Smoked Whole Turkey
Instructions
Prep
  1. Remove thawed turkey from the package, remove the neck and gizzards from the turkey
  2. Mix the brine and pour it over the turkey in a non-reactive container (Do not use any metallic containers)
  3. Brine turkey overnight or 24-48 hours depending on the salt level
  4. After it has brined a sufficient time, remove the turkey from the brine and rinse the brine off
  5. Place the turkey on a wire rack and pat dry. Optionally you can place the turkey uncovered in the refrigerator overnight to allow the skin to dry.
  6. Tuck the wings back for even cooking and browning
  7. Inject the breast, legs, thighs, and wings with Tony Chachere’s Creole Butter Injection (optional).

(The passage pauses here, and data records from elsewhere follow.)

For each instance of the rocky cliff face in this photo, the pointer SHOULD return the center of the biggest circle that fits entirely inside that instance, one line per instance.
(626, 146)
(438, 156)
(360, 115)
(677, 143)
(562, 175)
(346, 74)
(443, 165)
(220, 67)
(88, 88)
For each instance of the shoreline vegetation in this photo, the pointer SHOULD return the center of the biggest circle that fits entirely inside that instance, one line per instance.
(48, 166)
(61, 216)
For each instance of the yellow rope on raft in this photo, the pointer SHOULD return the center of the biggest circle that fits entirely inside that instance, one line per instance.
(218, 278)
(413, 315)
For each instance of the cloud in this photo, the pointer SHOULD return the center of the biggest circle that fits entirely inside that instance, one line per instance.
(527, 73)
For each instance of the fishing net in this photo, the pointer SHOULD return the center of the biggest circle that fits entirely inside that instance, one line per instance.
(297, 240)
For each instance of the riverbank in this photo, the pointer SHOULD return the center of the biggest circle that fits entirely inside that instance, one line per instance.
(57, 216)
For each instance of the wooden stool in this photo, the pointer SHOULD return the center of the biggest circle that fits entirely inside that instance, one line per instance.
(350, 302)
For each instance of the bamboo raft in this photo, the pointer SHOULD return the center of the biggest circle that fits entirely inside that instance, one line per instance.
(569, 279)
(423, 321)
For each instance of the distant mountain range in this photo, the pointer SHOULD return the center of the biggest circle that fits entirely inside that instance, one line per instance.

Wipe off any excess injection.
  8. Season the turkey with your all-purpose rub.
Cooking
  1. Fill the hopper on your pellet grill with Cookinpellets Apple Mash Pellets.
  2. Set the smoker temperature to 350º F.
  3. Once the smoker is at the appropriate temperature add the turkey
  4. Every 45-60 minutes spray the turkey with cooking oil/duck fat or baste with melted butter. Also, rotate the turkey 180º for even cooking.
  5. If you notice the turkey getting too dark you can place a sheet of aluminum foil loosely over the turkey to protect it from browning further and getting too dark.
  6. Once the turkey reaches 165º F in the thickest part of the breast remove the turkey from the smoker, drape aluminum foil loosely over it, and let rest for 30 minutes.
  7. After the turkey has rested for 30 minutes, carve the turkey, eat, and enjoy!